Limitations & Future Work

  • QA synthesis relies on LLMs, which may introduce quality biases.
  • The News subset depends on RAG; retrieval quality directly impacts evaluation validity.
  • Multimodal temporal reasoning scenarios are not covered.
  • Task difficulty calibration may need to be dynamically adjusted according to model capability.
  • In TimE-Dial, small-scale models (8B) achieve only ~30–40% on Extract and Localization tasks, far below the ~60–70% observed on TimE-Wiki, highlighting that memory-anchored temporal expressions in multi-turn dialogue (e.g., "last time we talked," "two days later") constitute a distinct challenge.
  • Cluster analysis naturally partitions the 11 subtasks into three groups — basic retrieval (Extract/Localization), reasoning (Reasoning/Compare), and complex relational (Timeline/Counterfactual) — with progressively increasing difficulty across groups.
  • vs.
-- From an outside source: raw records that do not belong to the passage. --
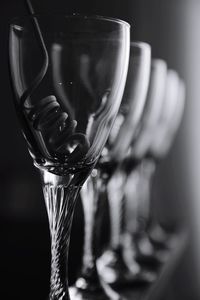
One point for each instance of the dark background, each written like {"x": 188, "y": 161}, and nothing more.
{"x": 172, "y": 28}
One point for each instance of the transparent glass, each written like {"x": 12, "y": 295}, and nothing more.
{"x": 68, "y": 75}
{"x": 119, "y": 259}
{"x": 90, "y": 283}
{"x": 148, "y": 242}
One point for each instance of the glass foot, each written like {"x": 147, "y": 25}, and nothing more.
{"x": 147, "y": 254}
{"x": 101, "y": 293}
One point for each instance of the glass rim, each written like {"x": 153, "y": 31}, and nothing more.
{"x": 140, "y": 44}
{"x": 73, "y": 15}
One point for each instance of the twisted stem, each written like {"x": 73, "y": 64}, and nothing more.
{"x": 60, "y": 193}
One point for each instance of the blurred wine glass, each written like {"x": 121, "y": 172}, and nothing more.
{"x": 89, "y": 284}
{"x": 118, "y": 267}
{"x": 148, "y": 242}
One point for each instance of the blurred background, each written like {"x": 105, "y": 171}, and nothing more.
{"x": 172, "y": 29}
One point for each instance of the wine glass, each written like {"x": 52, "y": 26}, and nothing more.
{"x": 117, "y": 264}
{"x": 145, "y": 245}
{"x": 89, "y": 284}
{"x": 68, "y": 75}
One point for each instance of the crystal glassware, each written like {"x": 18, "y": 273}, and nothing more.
{"x": 122, "y": 133}
{"x": 89, "y": 284}
{"x": 118, "y": 261}
{"x": 145, "y": 240}
{"x": 68, "y": 75}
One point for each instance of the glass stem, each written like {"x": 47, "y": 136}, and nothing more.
{"x": 115, "y": 193}
{"x": 60, "y": 195}
{"x": 90, "y": 194}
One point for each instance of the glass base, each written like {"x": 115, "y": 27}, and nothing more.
{"x": 115, "y": 272}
TimeBench: TimeBench aggregates 10 existing datasets with relatively simple tasks; TimE is constructed in a unified manner with substantially higher difficulty.
  • vs. TRAM: TRAM evaluates only event sequence understanding; TimE covers 11 subtasks more comprehensively.
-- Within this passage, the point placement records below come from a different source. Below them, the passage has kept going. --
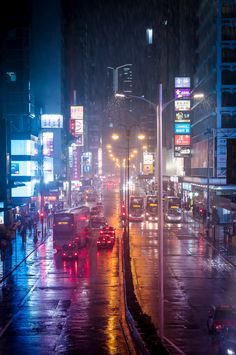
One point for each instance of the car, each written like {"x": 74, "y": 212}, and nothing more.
{"x": 221, "y": 317}
{"x": 174, "y": 215}
{"x": 70, "y": 250}
{"x": 94, "y": 211}
{"x": 227, "y": 344}
{"x": 105, "y": 241}
{"x": 109, "y": 231}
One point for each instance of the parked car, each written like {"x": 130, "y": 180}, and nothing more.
{"x": 105, "y": 241}
{"x": 70, "y": 250}
{"x": 109, "y": 231}
{"x": 221, "y": 317}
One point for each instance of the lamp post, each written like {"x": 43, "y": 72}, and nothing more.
{"x": 115, "y": 75}
{"x": 128, "y": 135}
{"x": 159, "y": 110}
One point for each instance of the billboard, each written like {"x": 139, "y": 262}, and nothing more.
{"x": 23, "y": 168}
{"x": 86, "y": 162}
{"x": 24, "y": 147}
{"x": 182, "y": 82}
{"x": 182, "y": 139}
{"x": 182, "y": 128}
{"x": 182, "y": 151}
{"x": 47, "y": 141}
{"x": 51, "y": 121}
{"x": 182, "y": 93}
{"x": 182, "y": 105}
{"x": 76, "y": 121}
{"x": 181, "y": 116}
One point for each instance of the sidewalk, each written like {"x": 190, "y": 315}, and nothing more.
{"x": 226, "y": 246}
{"x": 20, "y": 250}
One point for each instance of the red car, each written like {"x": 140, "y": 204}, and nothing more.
{"x": 104, "y": 241}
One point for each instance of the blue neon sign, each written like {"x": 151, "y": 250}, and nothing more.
{"x": 182, "y": 128}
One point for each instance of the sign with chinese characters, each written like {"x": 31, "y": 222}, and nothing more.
{"x": 182, "y": 124}
{"x": 51, "y": 121}
{"x": 182, "y": 128}
{"x": 184, "y": 93}
{"x": 182, "y": 139}
{"x": 181, "y": 116}
{"x": 182, "y": 82}
{"x": 182, "y": 151}
{"x": 76, "y": 120}
{"x": 182, "y": 105}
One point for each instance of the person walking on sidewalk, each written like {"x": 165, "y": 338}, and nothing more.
{"x": 23, "y": 232}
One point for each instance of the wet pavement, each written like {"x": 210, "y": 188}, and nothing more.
{"x": 49, "y": 305}
{"x": 52, "y": 306}
{"x": 197, "y": 274}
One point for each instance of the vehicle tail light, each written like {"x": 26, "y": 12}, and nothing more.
{"x": 219, "y": 327}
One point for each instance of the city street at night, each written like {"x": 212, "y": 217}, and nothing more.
{"x": 118, "y": 177}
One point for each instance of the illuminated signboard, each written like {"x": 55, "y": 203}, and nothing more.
{"x": 51, "y": 121}
{"x": 182, "y": 116}
{"x": 147, "y": 158}
{"x": 183, "y": 93}
{"x": 182, "y": 128}
{"x": 79, "y": 127}
{"x": 47, "y": 138}
{"x": 76, "y": 120}
{"x": 80, "y": 140}
{"x": 182, "y": 105}
{"x": 77, "y": 112}
{"x": 182, "y": 151}
{"x": 182, "y": 139}
{"x": 182, "y": 82}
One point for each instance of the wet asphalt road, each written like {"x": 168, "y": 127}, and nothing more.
{"x": 50, "y": 306}
{"x": 195, "y": 277}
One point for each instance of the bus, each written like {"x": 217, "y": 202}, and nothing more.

  • vs. TCELongBench: Focuses on partial temporal aspects of the news domain only; TimE spans three distinct scenarios.
  • vs. TReMu: TReMu addresses temporal localization in dialogue only; TimE-Dial covers a broader range of task types.
  • vs. RealTimeQA/FreshLLM: These works focus on knowledge currency rather than temporal reasoning per se; TimE targets reasoning capability evaluation.
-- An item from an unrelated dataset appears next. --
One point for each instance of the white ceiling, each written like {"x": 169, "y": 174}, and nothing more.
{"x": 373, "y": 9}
  • Data Scale: With 38,522 QA pairs in total, TimE is the largest dedicated temporal reasoning benchmark to date. Wikidata provides dense temporal facts, news articles cover dynamic event streams, and ultra-long dialogues capture temporal dependencies in social interactions.

Rating

Implementation Details

38,522 QA pairs spanning 3 scenarios (Wiki/News/Dial) × 3 levels × 11 subtasks. TimE-Lite contains 1,071 human-verified QA pairs with an inter-annotator agreement of 89.13% among 3 experts. 24 models evaluated using greedy search decoding, with F1/EM (free-form QA) and Macro F1 (multiple-choice). - Novelty: ⭐⭐⭐⭐ Novel multi-level, multi-scenario benchmark design for temporal reasoning. - Experimental Thoroughness: ⭐⭐⭐⭐⭐ Extensive evaluation across 24 models. - Writing Quality: ⭐⭐⭐⭐ Well-structured with rich figures and tables. - Value: ⭐⭐⭐⭐⭐ Fills a critical gap in temporal reasoning evaluation.